For decades, a visa waiver program has allows passengers from 38 countries to visit the US without advance approval for 90 days or less.

For decades, a visa waiver program has allows passengers from 38 countries to visit the US without advance approval for 90 days or less.

Credit:

Desmond Boylan/Reuters

If you travel to the US from Belgium, France or 36 other so-called "friendly" countries, you can board a plane, show your passport and spend up to 90 days here.

All without a visa.

But there are changes afoot after the attacks in Paris and San Bernardino.

The US House of Representatives voted Tuesday to amend the visa waiver program to require more paperwork from travellers from those countries who recently visited Syria, Iraq, Iran or Sudan.

"If they visited in the last five years, then they would have to go through the normal visa screening process, instead of the visa waiver process," explains Marc Rosenblum, deputy director of the Migration Policy Institute's US Immigration Policy Program.

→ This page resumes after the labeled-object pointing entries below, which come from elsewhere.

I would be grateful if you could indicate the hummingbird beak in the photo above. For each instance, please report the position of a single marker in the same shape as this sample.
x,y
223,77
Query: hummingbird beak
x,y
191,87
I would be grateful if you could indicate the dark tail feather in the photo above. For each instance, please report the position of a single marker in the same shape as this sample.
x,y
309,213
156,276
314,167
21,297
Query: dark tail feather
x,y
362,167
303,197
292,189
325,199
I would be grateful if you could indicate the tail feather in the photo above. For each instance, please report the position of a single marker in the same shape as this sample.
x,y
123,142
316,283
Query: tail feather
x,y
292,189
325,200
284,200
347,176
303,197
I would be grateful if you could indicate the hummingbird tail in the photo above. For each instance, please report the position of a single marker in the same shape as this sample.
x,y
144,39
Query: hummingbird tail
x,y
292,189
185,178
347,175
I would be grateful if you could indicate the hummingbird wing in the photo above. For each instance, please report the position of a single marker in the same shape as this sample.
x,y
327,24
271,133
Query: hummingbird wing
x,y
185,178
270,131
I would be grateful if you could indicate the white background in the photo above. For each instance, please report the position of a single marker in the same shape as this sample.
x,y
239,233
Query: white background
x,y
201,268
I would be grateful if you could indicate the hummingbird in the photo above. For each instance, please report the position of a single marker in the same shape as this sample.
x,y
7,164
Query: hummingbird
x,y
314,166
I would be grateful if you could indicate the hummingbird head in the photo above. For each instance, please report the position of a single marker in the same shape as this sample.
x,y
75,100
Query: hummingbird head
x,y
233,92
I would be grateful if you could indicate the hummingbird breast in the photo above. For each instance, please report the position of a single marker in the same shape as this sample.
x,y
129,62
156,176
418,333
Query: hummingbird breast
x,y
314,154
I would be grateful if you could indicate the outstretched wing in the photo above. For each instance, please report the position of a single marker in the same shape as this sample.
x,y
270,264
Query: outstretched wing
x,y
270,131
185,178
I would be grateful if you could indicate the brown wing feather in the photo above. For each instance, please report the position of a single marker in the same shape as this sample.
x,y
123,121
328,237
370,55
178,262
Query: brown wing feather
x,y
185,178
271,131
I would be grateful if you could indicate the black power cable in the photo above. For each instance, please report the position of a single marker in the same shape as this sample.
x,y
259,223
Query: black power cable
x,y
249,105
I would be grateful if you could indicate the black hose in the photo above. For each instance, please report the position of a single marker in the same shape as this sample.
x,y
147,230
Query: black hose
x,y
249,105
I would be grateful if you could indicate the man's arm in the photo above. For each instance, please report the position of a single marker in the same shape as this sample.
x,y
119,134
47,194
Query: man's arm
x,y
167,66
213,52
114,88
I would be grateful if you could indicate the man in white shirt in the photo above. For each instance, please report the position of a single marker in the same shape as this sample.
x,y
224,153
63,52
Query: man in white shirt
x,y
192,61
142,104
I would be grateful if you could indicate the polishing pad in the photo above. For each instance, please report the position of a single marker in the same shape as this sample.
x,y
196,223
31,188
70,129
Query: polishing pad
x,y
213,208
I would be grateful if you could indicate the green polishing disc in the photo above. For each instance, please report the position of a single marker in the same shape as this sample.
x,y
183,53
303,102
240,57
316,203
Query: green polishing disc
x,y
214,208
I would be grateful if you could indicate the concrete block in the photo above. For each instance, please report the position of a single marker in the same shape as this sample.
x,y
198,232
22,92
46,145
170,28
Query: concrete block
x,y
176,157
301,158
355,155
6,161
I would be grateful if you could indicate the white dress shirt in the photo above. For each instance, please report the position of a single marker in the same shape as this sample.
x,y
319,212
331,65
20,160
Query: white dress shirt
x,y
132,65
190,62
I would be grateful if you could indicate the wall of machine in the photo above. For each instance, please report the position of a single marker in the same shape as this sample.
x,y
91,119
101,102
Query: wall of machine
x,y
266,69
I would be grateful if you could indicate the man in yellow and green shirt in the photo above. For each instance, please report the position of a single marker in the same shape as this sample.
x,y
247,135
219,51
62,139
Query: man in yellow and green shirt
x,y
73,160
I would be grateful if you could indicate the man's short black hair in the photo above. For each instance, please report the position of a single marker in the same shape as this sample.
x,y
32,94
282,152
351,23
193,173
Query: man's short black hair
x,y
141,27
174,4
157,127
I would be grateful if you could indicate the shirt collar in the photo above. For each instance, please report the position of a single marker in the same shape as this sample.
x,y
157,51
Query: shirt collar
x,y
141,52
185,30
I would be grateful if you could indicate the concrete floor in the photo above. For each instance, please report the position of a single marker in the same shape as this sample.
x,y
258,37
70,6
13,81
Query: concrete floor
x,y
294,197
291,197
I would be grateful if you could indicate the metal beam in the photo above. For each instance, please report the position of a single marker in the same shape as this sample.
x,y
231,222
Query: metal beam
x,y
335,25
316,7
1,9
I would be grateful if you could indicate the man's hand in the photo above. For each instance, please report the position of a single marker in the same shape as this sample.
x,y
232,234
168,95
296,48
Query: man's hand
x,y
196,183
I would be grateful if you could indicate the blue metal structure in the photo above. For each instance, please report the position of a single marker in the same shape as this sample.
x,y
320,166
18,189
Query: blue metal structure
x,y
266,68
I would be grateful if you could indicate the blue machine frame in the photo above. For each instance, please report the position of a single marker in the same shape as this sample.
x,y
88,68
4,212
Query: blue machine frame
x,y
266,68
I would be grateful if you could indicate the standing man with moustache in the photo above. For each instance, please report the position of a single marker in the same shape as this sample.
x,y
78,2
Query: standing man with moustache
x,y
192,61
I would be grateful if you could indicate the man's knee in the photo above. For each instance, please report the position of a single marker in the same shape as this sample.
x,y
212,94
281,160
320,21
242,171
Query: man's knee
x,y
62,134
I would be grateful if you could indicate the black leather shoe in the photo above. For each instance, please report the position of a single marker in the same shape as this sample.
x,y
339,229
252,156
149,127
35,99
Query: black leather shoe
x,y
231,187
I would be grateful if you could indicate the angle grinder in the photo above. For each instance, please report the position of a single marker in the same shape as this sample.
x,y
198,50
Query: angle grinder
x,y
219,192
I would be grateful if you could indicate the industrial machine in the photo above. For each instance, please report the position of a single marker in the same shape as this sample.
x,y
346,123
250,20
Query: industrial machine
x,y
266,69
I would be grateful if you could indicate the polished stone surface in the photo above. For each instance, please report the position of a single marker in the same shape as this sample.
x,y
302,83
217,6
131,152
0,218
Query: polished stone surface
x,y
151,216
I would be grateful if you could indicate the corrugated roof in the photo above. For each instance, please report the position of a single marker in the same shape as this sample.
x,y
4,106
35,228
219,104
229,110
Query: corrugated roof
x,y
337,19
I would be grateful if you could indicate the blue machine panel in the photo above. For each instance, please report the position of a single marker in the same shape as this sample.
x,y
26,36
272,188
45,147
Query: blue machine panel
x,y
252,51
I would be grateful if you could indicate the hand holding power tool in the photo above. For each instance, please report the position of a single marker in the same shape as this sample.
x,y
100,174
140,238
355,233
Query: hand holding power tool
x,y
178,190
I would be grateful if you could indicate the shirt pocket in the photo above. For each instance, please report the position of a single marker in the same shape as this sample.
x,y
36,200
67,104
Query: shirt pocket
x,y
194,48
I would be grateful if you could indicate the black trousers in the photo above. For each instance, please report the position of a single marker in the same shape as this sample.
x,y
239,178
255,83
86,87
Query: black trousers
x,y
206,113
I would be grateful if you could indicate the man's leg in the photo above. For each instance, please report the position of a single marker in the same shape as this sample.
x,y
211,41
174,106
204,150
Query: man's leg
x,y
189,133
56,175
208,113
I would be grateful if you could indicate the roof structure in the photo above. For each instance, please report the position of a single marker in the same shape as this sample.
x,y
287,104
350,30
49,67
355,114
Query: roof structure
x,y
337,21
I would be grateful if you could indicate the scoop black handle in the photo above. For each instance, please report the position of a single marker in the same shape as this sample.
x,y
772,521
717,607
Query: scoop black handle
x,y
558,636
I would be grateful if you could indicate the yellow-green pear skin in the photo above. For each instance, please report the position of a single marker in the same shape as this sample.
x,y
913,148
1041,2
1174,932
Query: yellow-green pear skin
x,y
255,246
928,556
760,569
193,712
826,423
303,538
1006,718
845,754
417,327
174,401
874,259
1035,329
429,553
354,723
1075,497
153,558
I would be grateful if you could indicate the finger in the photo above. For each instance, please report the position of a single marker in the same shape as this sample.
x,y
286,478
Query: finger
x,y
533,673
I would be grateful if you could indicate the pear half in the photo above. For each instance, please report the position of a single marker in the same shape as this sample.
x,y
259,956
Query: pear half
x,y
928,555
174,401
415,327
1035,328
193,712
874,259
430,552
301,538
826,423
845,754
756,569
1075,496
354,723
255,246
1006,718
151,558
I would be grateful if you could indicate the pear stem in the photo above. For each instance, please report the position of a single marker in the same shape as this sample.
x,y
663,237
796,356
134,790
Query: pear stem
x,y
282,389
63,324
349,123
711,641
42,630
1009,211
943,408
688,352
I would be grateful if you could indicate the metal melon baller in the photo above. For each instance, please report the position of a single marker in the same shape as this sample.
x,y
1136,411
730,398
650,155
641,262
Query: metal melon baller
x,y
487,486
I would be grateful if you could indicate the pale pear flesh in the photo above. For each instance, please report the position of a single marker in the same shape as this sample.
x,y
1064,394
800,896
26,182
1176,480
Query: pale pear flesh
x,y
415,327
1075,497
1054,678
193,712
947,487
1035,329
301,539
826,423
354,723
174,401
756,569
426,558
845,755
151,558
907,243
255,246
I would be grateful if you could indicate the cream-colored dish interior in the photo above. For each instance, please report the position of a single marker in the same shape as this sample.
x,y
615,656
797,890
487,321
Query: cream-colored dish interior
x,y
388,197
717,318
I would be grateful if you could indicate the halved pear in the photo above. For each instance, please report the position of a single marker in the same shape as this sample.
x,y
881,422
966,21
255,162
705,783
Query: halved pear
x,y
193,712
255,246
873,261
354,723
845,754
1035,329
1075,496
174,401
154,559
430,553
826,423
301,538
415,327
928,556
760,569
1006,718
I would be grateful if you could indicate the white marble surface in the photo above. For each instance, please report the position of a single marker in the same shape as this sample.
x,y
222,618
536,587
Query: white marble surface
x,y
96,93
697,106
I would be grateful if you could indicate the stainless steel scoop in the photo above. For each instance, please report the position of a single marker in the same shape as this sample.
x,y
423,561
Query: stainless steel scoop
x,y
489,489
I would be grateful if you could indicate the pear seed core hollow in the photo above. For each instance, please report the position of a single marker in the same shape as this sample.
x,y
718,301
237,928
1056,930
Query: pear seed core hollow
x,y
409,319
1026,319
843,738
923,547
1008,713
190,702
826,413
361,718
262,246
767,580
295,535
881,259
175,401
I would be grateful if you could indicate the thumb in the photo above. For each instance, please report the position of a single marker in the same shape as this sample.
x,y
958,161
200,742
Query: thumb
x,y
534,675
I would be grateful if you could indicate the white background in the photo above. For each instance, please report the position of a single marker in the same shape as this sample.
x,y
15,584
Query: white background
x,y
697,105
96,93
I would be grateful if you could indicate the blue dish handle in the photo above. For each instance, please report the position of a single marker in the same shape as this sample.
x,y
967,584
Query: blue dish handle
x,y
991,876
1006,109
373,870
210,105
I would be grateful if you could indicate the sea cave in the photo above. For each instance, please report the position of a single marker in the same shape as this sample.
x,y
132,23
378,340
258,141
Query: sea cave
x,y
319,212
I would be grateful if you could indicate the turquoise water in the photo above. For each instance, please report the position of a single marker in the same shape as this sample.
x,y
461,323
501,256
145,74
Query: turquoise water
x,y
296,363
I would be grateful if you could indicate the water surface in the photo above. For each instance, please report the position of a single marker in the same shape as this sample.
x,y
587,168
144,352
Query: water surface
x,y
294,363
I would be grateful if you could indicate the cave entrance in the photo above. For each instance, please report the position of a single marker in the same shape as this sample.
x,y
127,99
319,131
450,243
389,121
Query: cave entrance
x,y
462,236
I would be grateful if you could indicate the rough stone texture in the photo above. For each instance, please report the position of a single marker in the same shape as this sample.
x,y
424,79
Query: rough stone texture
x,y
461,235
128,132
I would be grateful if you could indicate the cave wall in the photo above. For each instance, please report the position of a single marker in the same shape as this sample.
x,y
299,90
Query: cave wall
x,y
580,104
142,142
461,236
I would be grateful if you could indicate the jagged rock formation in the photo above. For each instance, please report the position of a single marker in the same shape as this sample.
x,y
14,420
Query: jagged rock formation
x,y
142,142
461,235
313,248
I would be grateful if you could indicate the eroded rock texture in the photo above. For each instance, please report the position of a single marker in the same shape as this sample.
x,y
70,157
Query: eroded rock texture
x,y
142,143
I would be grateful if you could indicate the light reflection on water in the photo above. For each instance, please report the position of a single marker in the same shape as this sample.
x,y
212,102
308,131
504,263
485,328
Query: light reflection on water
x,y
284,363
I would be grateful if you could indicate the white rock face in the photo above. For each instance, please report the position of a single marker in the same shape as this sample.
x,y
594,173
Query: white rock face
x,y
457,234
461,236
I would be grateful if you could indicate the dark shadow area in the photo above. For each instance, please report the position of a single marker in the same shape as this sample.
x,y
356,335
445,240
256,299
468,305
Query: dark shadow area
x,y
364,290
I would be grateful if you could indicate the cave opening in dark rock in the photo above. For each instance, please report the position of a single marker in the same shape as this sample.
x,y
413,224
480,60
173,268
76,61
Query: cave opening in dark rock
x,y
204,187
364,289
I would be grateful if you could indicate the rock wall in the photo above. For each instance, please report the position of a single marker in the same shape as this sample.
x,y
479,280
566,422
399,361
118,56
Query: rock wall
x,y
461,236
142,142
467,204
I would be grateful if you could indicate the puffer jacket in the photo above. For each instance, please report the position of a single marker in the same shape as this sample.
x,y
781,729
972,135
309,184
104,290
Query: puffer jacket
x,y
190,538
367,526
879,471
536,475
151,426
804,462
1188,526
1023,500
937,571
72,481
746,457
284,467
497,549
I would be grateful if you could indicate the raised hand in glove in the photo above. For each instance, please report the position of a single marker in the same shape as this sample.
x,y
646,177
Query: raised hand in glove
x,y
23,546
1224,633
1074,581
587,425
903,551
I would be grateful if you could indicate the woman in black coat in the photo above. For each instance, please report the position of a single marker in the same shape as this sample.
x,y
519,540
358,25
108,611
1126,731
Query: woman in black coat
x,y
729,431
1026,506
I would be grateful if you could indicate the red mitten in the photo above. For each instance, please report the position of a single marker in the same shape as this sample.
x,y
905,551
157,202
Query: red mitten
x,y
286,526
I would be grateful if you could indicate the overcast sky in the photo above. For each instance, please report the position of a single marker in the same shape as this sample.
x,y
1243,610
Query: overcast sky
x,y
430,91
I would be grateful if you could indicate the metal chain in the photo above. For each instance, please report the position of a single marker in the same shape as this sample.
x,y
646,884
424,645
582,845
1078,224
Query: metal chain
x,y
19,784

For many Americans, this might seem like a reasonable move. 

But new restrictions on the visa waiver program could come with a cost, Rosenblum says. 

"As we make it harder for certain people to take advantage of the program, there are people who are going to be deterred from travelling here, and not necessarily terrorists, but travellers," he says. "If you are choosing between a country that's going to require you to go through a burdensome process and one that's not, you may just take your vacation elsewhere."

Some 60 percent of all international travellers who visited the US last year entered via the visa waiver program. All told, that included about 20 million visitors, spending $160 billion. 

The US travel industry is watching the developments on Capital Hill closely. It's concerned that some countries might impose additional requirements on Americans travelling abroad, in retaliation for the new US restrictions. For instance, when the US began requiring foreign nationals entering the US to be fingerprinted in 2004, Brazil started asking for fingerprints from visiting Americans.

Finally, it's not clear that tightening the visa waiver program will hamper many extremists. If jihadi fighters enter Turkey legally, and then slip across the border into Syria as many do, they won't return with incriminating stamps in their passports.